*Ad man, brand manager and occasional consigliere to many of hip-hop’s most powerful stars, marketing mogul Steve Stoute took out a full page ad in Sunday’s New York Times Style Section blasting the Grammy Awards, its parent organizational, The National Academy of Recording Arts and Sciences (NARAS), and its president, Neil Portnow, for what he feels is both increasing irrelevance and possible malfeasance.
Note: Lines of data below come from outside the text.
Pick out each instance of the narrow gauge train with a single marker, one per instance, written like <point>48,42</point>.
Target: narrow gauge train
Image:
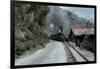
<point>58,37</point>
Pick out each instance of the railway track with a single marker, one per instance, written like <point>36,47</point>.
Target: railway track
<point>73,54</point>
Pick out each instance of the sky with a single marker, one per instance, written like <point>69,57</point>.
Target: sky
<point>87,13</point>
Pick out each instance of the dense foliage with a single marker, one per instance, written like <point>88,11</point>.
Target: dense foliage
<point>30,27</point>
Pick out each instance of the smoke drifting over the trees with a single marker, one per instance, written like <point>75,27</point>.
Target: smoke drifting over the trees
<point>57,18</point>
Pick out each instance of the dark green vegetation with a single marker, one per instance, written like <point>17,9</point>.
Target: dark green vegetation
<point>76,22</point>
<point>30,27</point>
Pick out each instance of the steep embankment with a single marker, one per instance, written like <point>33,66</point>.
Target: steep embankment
<point>30,27</point>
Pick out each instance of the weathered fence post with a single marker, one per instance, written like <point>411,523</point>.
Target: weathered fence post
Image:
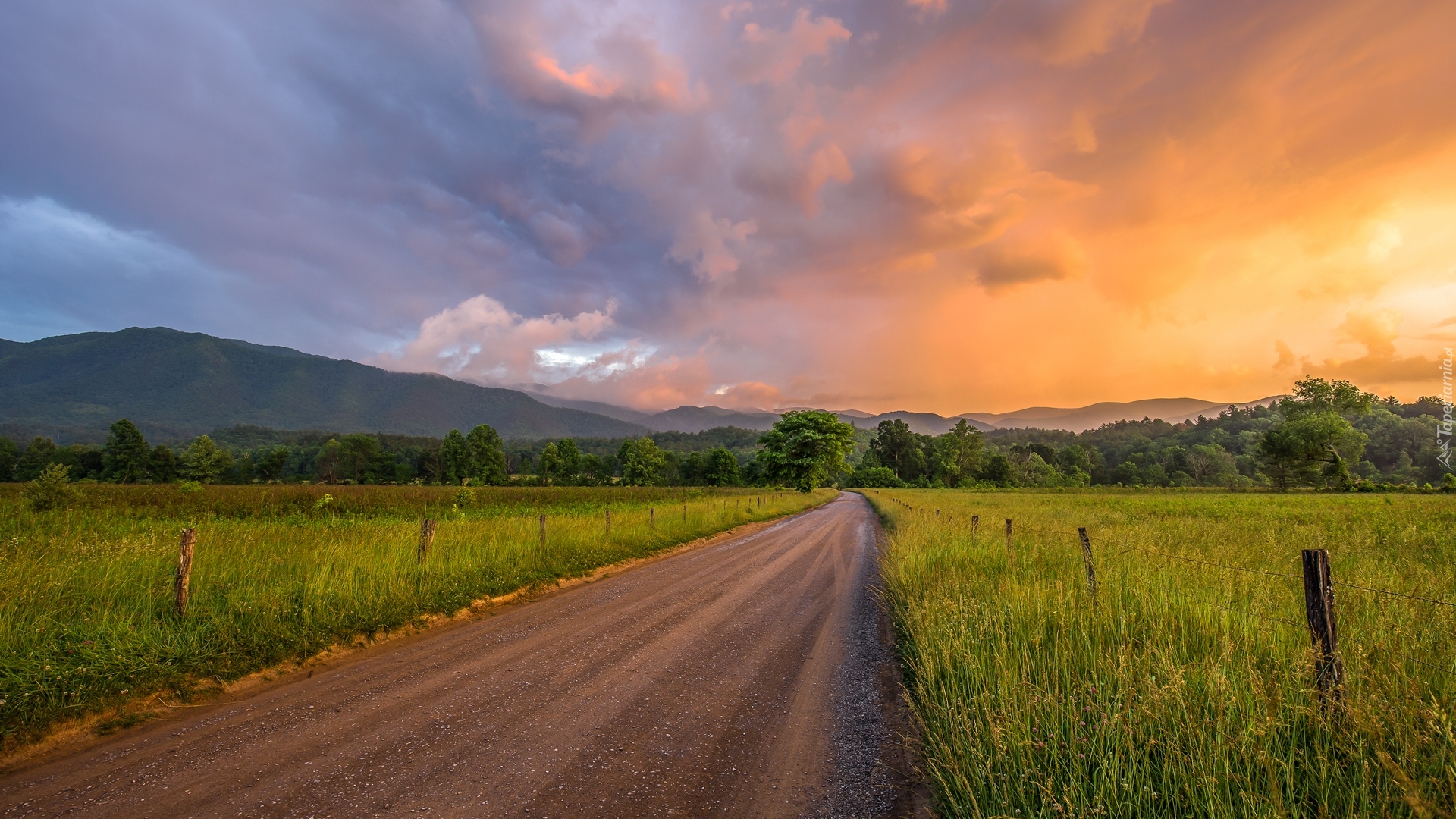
<point>1087,558</point>
<point>1320,613</point>
<point>184,579</point>
<point>427,535</point>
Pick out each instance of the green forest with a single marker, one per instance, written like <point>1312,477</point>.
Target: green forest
<point>1327,435</point>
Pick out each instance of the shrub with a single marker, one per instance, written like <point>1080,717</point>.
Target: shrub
<point>52,488</point>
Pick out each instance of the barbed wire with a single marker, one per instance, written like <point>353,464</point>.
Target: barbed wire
<point>1128,547</point>
<point>1238,611</point>
<point>1394,594</point>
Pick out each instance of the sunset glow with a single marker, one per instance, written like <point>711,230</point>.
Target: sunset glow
<point>932,205</point>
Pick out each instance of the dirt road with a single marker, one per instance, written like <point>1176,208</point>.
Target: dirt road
<point>747,678</point>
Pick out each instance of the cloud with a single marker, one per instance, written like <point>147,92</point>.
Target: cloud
<point>1194,180</point>
<point>1381,368</point>
<point>750,395</point>
<point>1286,356</point>
<point>775,55</point>
<point>1050,259</point>
<point>63,270</point>
<point>481,340</point>
<point>702,242</point>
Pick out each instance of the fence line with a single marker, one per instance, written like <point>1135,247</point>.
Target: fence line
<point>1394,594</point>
<point>1348,632</point>
<point>1408,596</point>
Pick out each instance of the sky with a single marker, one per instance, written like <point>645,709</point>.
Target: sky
<point>943,206</point>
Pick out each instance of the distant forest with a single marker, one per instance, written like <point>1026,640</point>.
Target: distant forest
<point>249,453</point>
<point>1329,435</point>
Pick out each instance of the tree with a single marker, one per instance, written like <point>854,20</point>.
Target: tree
<point>36,458</point>
<point>126,453</point>
<point>329,464</point>
<point>897,447</point>
<point>1209,463</point>
<point>1312,447</point>
<point>996,469</point>
<point>565,464</point>
<point>455,458</point>
<point>642,463</point>
<point>1318,395</point>
<point>721,468</point>
<point>9,453</point>
<point>162,464</point>
<point>357,453</point>
<point>204,461</point>
<point>271,465</point>
<point>488,457</point>
<point>807,447</point>
<point>598,469</point>
<point>50,490</point>
<point>960,450</point>
<point>549,464</point>
<point>874,477</point>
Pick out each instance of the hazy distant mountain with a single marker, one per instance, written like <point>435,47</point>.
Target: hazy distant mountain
<point>609,410</point>
<point>1082,419</point>
<point>182,384</point>
<point>699,419</point>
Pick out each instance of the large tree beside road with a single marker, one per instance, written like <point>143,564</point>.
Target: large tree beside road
<point>805,449</point>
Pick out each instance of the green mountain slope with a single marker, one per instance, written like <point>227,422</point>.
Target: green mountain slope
<point>177,385</point>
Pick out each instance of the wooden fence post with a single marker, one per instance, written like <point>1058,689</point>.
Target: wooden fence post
<point>427,535</point>
<point>1087,558</point>
<point>1320,613</point>
<point>184,579</point>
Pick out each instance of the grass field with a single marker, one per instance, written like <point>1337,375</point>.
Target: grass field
<point>284,572</point>
<point>1184,689</point>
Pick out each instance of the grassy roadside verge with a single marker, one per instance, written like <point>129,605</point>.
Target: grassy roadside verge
<point>281,573</point>
<point>1183,689</point>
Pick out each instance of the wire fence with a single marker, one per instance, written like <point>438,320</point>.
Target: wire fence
<point>1347,632</point>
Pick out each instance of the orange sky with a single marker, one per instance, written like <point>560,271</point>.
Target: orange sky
<point>1091,202</point>
<point>884,205</point>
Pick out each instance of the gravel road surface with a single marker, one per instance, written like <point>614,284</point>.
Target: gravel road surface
<point>745,678</point>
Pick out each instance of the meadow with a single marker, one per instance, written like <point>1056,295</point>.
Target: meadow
<point>284,572</point>
<point>1185,686</point>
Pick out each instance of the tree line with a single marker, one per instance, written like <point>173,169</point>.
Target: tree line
<point>1327,433</point>
<point>245,455</point>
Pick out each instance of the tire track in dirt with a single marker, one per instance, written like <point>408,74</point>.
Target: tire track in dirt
<point>747,678</point>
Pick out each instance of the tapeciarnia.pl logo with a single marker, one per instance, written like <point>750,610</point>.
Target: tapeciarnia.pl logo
<point>1443,428</point>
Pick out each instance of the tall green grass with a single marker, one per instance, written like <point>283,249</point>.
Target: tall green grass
<point>284,572</point>
<point>1183,689</point>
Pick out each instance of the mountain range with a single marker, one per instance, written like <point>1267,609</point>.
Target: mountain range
<point>177,385</point>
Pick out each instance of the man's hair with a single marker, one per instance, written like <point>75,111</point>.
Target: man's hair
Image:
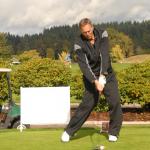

“Over the course of my 20-year history as an executive in the music business and as the owner of a firm that specializes in in-culture advertising, I have come to the conclusion that the Grammy Awards have clearly lost touch with contemporary popular culture,” he wrote in the ad, which took the form of an open letter. “The awards show has become a series of hypocrisies and contradictions, leaving me to question why any contemporary popular artist would even participate.”

In particular, Stoute (pictured) focused on the relatively recent snubs of Eminem, Kayne West, and Justin Bieber, all musicians he believes have been unfairly beaten for awards by inferior artistic and commercial acts.

“We must acknowledge the massive cultural impact of Eminem and Kanye West and how their music is shaping, influencing and defining the voice of a generation,” Stoute wrote of the two hip-hop superstars, adding of Bieber, “How is it that Justin Bieber, an artist that defines what it means to be a modern artist, did not win Best New Artist?”